Calcium binding to a factor ix Fc fusion protein and effects on higher-order structure.

There is significant scope for more meaningful evaluation of higher-order structure in defining the quality of biopharmaceutical products [Bush L. 2010. Biopharm Int 23(4):14]. We have used isothermal titration calorimetry (ITC) to characterize the Ca(2+) -binding isotherm of a recombinant human factor IX Fc fusion protein (rFIXFc) and the parent recombinant human factor IX molecule (rFIX). Circular dichroism, intrinsic fluorescence, and Fourier transform infrared spectroscopies detected characteristic spectral changes that appear qualitatively consistent with the previously characterized behavior of the factor IX molecule. Sedimentation velocity and dynamic light scattering measurements were recorded in the presence and absence of Ca(2+) over the protein concentration range 1-10 mg/mL. ITC of Ca(2+) binding to rFIXFc reveals a distinctive exothermic-binding isotherm, which is interpreted as consistent with two high-affinity and approximately 14 lower-affinity Ca(2+) sites reported in the literature for human factor IX (Schmidt AE, Bajaj SP. 2003. Trends Cardiovasc Med 13(1):39-45).
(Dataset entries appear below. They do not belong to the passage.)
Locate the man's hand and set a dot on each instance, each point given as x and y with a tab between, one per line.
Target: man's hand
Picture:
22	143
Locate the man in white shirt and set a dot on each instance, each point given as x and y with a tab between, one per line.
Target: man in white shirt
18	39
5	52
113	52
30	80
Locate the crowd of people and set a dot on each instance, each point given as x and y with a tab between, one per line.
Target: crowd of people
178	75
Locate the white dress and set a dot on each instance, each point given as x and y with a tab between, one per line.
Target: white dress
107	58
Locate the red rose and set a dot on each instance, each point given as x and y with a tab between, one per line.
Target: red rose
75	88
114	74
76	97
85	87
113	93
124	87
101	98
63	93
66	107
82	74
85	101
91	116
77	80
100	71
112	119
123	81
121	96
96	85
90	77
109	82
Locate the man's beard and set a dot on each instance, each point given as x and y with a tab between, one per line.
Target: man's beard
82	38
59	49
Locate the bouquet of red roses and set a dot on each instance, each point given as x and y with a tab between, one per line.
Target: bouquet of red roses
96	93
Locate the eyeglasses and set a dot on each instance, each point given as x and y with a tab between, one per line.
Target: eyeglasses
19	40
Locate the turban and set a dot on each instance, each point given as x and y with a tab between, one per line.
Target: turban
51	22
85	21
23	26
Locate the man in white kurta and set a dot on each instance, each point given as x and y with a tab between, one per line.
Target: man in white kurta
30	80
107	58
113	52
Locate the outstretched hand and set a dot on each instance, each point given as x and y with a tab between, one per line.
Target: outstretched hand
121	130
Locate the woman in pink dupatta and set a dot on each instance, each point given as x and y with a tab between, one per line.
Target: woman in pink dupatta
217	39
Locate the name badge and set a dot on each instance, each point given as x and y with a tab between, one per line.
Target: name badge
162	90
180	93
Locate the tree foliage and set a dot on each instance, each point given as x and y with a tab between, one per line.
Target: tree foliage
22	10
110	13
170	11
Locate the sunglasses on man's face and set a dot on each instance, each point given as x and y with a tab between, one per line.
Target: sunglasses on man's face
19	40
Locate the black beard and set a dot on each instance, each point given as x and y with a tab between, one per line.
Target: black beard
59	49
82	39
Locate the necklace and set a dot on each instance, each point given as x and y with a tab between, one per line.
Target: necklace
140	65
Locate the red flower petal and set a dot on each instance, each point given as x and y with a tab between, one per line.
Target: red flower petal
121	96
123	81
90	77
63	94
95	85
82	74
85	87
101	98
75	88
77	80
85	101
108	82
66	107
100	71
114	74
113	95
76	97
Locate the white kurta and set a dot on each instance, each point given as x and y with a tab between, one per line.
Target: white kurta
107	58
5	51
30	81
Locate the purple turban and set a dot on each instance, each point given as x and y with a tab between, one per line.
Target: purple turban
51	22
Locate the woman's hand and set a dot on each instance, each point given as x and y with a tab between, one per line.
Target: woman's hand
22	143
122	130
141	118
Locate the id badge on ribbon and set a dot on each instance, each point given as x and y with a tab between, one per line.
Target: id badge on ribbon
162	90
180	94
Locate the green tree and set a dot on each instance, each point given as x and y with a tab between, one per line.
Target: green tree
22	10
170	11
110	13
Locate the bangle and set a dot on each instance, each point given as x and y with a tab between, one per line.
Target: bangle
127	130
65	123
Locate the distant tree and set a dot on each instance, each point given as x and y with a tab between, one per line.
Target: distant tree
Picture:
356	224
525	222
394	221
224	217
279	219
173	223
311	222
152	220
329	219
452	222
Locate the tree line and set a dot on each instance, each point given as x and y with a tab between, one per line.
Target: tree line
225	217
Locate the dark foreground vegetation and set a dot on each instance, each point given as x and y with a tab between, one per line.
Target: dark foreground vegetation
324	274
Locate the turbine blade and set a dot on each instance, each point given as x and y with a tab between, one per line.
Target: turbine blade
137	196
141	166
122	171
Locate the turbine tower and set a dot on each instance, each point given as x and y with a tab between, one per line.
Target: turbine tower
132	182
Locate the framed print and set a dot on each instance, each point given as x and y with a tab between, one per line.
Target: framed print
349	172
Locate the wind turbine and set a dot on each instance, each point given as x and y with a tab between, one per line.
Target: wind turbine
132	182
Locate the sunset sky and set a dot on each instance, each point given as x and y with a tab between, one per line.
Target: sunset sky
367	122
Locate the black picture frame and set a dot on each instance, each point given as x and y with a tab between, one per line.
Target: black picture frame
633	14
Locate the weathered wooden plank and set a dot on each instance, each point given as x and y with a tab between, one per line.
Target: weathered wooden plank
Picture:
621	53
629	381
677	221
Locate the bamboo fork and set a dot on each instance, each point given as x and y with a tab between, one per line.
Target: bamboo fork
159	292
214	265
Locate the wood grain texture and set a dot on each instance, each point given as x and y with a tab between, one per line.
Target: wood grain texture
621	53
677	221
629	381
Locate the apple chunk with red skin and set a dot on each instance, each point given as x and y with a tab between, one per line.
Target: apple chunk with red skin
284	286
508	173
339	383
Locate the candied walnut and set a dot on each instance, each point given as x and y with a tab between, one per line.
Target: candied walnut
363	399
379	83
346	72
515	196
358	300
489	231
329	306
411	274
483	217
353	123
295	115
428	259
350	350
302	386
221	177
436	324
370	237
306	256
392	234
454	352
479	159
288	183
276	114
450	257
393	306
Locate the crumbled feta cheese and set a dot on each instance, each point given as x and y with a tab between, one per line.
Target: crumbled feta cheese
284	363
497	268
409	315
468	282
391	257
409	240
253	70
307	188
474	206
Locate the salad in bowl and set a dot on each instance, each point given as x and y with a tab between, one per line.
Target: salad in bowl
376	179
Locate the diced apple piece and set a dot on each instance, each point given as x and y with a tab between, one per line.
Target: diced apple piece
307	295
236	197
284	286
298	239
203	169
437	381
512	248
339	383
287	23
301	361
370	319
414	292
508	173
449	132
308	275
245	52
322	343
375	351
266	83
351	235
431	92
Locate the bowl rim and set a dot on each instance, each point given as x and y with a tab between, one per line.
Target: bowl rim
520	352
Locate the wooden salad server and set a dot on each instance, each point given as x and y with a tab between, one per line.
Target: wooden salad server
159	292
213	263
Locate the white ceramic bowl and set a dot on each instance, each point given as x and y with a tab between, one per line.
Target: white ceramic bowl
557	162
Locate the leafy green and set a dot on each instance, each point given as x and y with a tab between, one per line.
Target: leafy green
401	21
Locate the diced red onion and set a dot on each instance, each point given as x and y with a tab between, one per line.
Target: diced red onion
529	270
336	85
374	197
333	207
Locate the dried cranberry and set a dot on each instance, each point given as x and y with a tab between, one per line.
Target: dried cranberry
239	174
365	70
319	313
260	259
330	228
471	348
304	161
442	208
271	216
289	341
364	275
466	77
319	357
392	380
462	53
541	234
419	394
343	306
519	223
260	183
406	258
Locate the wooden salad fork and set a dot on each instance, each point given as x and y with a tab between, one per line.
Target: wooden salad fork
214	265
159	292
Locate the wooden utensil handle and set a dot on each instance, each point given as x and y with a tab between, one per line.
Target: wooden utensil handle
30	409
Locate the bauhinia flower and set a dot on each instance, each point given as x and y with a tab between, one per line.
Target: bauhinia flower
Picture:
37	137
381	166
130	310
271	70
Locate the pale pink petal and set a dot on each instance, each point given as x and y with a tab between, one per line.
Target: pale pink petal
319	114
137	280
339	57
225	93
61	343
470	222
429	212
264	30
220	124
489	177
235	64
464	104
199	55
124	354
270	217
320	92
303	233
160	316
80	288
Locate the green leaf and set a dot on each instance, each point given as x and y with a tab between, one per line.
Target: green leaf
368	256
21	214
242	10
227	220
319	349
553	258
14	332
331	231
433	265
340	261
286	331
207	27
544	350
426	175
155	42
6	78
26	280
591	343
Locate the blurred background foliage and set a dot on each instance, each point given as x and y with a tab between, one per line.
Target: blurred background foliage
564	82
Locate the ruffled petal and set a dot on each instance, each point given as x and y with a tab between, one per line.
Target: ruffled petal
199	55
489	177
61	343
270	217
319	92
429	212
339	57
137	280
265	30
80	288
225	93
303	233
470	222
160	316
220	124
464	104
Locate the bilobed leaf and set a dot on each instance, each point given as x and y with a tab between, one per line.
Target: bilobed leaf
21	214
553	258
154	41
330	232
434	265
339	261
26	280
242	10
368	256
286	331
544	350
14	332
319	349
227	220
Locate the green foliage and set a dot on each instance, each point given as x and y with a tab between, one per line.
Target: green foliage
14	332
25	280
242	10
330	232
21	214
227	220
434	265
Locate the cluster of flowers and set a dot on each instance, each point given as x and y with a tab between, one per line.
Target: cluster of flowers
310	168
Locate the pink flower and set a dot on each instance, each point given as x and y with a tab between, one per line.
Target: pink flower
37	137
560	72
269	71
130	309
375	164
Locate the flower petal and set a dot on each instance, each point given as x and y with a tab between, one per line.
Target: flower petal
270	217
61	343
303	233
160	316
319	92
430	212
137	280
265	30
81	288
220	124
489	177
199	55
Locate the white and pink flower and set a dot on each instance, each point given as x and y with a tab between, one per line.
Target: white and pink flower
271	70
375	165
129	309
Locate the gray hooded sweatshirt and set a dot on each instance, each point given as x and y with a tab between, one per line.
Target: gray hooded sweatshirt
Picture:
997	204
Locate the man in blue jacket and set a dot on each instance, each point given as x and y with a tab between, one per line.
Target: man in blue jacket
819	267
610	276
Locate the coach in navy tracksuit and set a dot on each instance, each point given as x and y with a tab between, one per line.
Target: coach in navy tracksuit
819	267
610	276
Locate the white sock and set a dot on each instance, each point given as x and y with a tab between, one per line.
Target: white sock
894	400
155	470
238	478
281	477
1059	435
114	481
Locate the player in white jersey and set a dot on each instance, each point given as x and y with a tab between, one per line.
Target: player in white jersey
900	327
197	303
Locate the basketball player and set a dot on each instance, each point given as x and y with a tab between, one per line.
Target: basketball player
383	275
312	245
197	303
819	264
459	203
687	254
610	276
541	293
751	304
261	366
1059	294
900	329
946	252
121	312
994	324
Analysis of accelerated degradation samples showed significant alterations in Ca(2+) binding, which correlates with significant loss of biopotency and fragmentation by gel chip capillary electrophoresis. Collectively, these data establish a close correspondence in the Ca(2+) -binding characteristics of rFIXFc and its parent rFIX molecule. The utility of ITC to provide a highly pertinent and selective biophysical signature of structure-function for a therapeutic factor protein is discussed.